Berkaitan dengan hal tersebut, beliau mengingatkan, bahwa tujuh tahun pertama dalam hidup sang anak, THEY ONLY HAVE US. Mereka hanya punya kita, so, berikan semaksimal mungkin yang kita bisa. Jadilah yang ‘selalu ada’ buat mereka. Walaupun, saat ‘melayani’nya, mungkin anak-anak kita memiliki beragam karakter, hindari menjadikan hal tersebut sebagai stress-maker. Justru jadikanlah hal tersebut sebagai pembelajaran buat kita, yang spesial dikasih sama Allah yang Maha Penyayang.

Pada usia-usia dini, tanamkan nilai-nilai benar dan salah, karena nilai-nilai yang kita tanamkan pada anak dalam usia golden age akan membekas kuat di alam bawah sadarnya. Pendapat Ibu  Yanti ini benar, bila kemudian kita sandingkan dengan teori ilmu NLP (Neuro Linguistic Programming) yang pernah saya dapatkan, di mana pada usia golden age itulah, saat-saat dimana ‘pintu gerbang’ atau sekat antara pikiran bawah sadar dan pikiran sadar manusia masih terbuka lebar atau ibaratnya masih lentur, belum kaku/rigid, sehingga apa-apa yang kita masukkan ke pikiran anak, akan tertanam kuat di pikiran bawah sadarnya. Ingat loh, pikiran bawah sadar berpengaruh 80% pada setiap tindakan yang kita lakukan di kemudian hari. Lain halnya, bila nilai-nilai tersebut baru kita berikan di saat anak sudah menginjak usia remaja, di mana pintu gerbang tersebut sudah tertutup atau sudah rigid. Hasilnya, si anak akan cenderung lebih mudah untuk mengkritisi atau menolak nilai baru tersebut. Naah, maka dari itu, penanaman nilai-nilai Agama including Akidah dan hafalan Qur’an yang sangat penting, amat sangat oke, bila kita tanamkan sejak usia dini ini! J

Sejak periode emas ini juga, beri ia kesempatan bereksplorasi untuk mengembangkan potensinya. Fasilitasi kemauan mereka, baik dia yang terbuka maupun tertutup (extrovert ataupun introvert). Nah, untuk dia yang introvert, karena sulit mengetahui kemauannya, maka dengarkanlah suara-suara kecilnya. HINDARI MENYEPELEKAN setiap suara kecil tersebut.

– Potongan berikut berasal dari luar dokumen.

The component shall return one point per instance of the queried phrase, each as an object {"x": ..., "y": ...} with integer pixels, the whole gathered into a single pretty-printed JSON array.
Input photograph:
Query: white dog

Tentunya, jangan pernah lupa, bahwa selama berjuang menumbuh kembangkan anak ini, kita harus: SABAR! Hindari mengeluh. Karena apa? Ingatlah Allah Maha Tahu looh, and Allah always listens to our COMPLAINS! Emangnya mau, gara-gara  kita ngeluh tentang anak kita, Allah malah ngambil balik anak kita..? Ya soalnya kita udah ngeluh, udah capek gitu ceritanya ngurusin si anak. Mau gak??.. Gak ya, sepertinya J.

Nah, berkaitan dengan itu, dalam hal pembelajaran si anak, ketika kita ingin memberi tahu yang benar pada mereka, hindari TERLALU BANYAK menggunakan verbal (kata-kata). Pada dasarnya, memang kita dihimbau untuk menghindar dari terlalu banyak melarang, karena dampaknya anak kita bisa gak berani ngapa-ngapain di masa depan (ini bener banget loh). Biar dia mencoba, bilapun salah, biarkan dia merasakan sendiri akibat dari apa yang dia buat, maka ia bisa belajar dari sana (kecuali kalau sesuatu yang ingin dicobanya itu, bisa mengakibatkan kanker atau meninggal, misalkan, hehehe, ini mah ya dilarang aja atuh). Cara lain yang bisa digunakan untuk memberitahu yang benar kepada anak adalah dengan memberi contoh (tindakan). Bisa kita sebut juga dengan memberi teladan yang baik, like Rasulullaah SAW did J. Talk less, do more.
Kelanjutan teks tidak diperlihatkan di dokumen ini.